The appearance of bare pavement on Chicken Ridge didn’t surprise me this morning. Yesterday a warm, wet storm melted our beautiful blanket of snow off the ridge. This morning I hung up the snow shovel and took the little dog to one of the North Douglas trails.
The storm hosed off this area too so we had easy walking on a thin layer of melting snow. The fresh tracks of a wolf that had climbed up a seldom-used side trail surprised me. Hunters have been complaining about a wolf pack hammering the deer on Douglas Island. Is this the track of one of their scouts? I can’t find the tracks of a panicked deer or rabbit.
A large raft of goldeneye ducks and scoters move nervously away from shore when as we reach the beach. Behind them a rainbow arcs up and away from Shaman Island and then fades to gray.
The day’s last surprise comes on the ride home when we spot a lone humpback whale feeding near Smuggler’s Cove. It is rare to see any whales this time of year. All the fertile humpbacks are in Maui or on their way to that breeding ground. But on a December day a year or so ago I spotted one in Smuggler’s Cove. Today’s whale is too far away to photograph and only shows itself briefly each time before disappearing like the rainbow into the gray. But like the lone wolf tracks, each plume of vapor it expels provides proof that this place is still pure enough for wild animals.

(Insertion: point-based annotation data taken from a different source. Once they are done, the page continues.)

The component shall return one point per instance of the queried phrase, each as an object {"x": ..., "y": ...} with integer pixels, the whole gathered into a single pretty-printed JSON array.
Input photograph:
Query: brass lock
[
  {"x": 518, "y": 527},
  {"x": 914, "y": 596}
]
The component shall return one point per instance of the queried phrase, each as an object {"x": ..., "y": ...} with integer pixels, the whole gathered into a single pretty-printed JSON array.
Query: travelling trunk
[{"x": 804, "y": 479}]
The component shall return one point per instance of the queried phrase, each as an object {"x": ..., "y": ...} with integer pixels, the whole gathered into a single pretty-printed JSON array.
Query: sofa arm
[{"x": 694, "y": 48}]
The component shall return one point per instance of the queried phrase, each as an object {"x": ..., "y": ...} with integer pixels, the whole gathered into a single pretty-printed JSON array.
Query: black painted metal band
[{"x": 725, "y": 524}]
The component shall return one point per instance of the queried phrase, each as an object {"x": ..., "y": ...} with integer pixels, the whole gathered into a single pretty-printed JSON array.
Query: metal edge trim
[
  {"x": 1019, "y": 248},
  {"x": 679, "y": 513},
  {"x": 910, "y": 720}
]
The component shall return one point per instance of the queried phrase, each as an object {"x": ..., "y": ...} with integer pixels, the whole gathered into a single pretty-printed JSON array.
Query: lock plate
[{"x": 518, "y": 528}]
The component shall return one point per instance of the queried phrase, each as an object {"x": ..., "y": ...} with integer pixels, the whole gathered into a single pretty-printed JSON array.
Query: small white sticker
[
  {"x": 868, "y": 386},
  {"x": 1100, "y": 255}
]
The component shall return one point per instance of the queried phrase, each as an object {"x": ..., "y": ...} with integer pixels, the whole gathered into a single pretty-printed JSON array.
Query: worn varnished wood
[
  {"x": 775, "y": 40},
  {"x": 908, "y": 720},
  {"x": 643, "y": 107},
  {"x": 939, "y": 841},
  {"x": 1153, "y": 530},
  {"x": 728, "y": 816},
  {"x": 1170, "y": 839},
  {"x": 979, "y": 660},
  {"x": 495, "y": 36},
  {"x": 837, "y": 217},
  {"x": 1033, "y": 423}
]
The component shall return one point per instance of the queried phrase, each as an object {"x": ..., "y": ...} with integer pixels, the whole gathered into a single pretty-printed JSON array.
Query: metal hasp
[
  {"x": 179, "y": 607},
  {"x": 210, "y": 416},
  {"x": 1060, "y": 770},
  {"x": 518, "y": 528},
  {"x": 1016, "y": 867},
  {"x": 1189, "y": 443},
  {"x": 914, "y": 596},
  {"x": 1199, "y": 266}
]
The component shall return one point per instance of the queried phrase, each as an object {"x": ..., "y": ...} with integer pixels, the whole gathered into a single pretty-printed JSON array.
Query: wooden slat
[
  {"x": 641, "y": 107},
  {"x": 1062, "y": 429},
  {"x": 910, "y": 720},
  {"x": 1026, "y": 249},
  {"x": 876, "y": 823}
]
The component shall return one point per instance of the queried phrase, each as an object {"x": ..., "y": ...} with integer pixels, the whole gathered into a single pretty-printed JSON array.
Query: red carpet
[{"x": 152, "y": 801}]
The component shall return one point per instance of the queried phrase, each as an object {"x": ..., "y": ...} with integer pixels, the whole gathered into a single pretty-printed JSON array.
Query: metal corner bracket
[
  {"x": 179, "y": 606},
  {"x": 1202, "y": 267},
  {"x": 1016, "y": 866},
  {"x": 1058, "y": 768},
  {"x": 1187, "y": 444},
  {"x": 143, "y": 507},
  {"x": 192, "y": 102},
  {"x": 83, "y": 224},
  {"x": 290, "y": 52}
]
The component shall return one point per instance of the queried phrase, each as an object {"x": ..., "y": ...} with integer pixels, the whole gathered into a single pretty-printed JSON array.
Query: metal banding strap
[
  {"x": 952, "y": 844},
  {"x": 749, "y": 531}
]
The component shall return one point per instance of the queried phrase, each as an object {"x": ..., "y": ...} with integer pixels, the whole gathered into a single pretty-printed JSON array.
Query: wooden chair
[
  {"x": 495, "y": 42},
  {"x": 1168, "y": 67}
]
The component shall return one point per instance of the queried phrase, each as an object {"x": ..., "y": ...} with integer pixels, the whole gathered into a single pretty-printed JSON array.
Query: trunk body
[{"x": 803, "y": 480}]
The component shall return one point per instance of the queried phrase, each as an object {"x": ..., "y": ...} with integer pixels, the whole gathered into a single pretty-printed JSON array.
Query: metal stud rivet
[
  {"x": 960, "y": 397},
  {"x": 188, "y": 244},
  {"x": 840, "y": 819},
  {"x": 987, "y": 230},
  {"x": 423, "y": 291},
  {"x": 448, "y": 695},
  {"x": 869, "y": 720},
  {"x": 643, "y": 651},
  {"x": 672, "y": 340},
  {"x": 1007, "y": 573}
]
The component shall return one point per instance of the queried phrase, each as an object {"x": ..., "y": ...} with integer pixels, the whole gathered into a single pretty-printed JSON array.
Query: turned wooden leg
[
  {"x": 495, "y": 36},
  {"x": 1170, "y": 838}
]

As Aki sniffs a message left in pee, I talk with one the beaver patrol. She and other patrol volunteers have spent the morning dismantling beaver dams. It’s meant as a temporary fix to open a key stream for homecoming silver salmon. Behind her, the newly released current carries clumps of snow downstream. Somewhere beneath the snowy reflections, silver salmon make their way to their spawning beds. How strange, little dog, that salmon transit this Christmas card of a place, today a perfect venue for our ski.
Juneau is enjoying its first winter storm warning. At least Aki is enjoying it. Yesterday we went cross-country skiing. Today, with the snow shoveled off our driveway, the little dog and I walk from Chicken Ridge to the flume trail. We slip and slide past the Basin Road craftsmen homes, their bright colors muted by eight inches of new snow, and cross the old wooden trestle bridge to Gold Creek valley. After a short walk on the planked-covered water flume, the little dog and I take a tricky trail down to the creek. We meet a man in tourist clothes who just negotiated a flooded section of trail. “Wow. Snow. We don’t see that in San Diego.” I smile and walk on. In minutes I wish I had asked him where he was going. It’s 32 degrees and with the flat light, it is easy to lose your way. Then he’d wished he had never left the sunshine state.
Aki has collapsed on her pillow. Her nose hangs down like it always does when she sleeps. It’s a good way for her to spend her birthday afternoon. This morning the little dog followed her two humans as they skied through spruce woods and across several meadows. She must have worn herself out punching deep paw prints in the soft, new snow.

This is a work trip for me. The little dog makes the first part of our adventure a working one by volunteering to keep guard while I collect seaweed on a Douglas Island beach. Wind worked tide left long ropes of severed rockweed from which I quickly fill six buckets. The fractured shell of an abalone sparkled from beneath a covering of seaweed. Nearby Aki cautiously sniffs the thick section of a deer’s vertebrae that has been stripped of flesh by the ocean’s bone cleaners.
After loading the seaweed into the car we drive to a snow covered meadow. Aki tears out of the car and runs up and down the trail. I’m here to indulge her love of snow. She loves it even as large balls of the stuff form on her legs and chest.
The meadow sits in a “V” shaped mountain valley that sees little sun this close to the winter solstice. This morning it floats just above one of the mountain ridges. A gauzy cloud layer had changed it into the moon.